I find myself needing her attention, her devotion, her love. I miss her terribly. I know that she couldn't be around forever and that I was incredibly lucky to have her for as long as I did, but as much as I thought I had prepared myself for her death, I still find myself in disbelief that she's gone.
On May 20th she would have been 17 years old. I've thought of her often and I've told myself that it is time. It is time to get this family and myself a new puppy. For weeks I have gravitated toward dogs I see on the streets and in cars going by. I take in every dog commercial and video that I see. My children and I discuss which breeds we think are the cutest. We have started brainstorming names.
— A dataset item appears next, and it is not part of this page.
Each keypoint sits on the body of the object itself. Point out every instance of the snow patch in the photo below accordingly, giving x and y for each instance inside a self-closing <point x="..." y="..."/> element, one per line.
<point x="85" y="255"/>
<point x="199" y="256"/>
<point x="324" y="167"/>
Oh, I am more than ready. In her final weeks, I talked a lot to my girl. I told her I knew I had her permission to get a new pup quickly. Charlie knows I'll cry more tears. I'll remember her own first few days with us, her own puppyhood, and the grief will continue to ebb and flow. But I'll also cry tears of relief, because for me, even though I realize it will never quite be the same without my Charlie girl, it is never quite a home without a dog.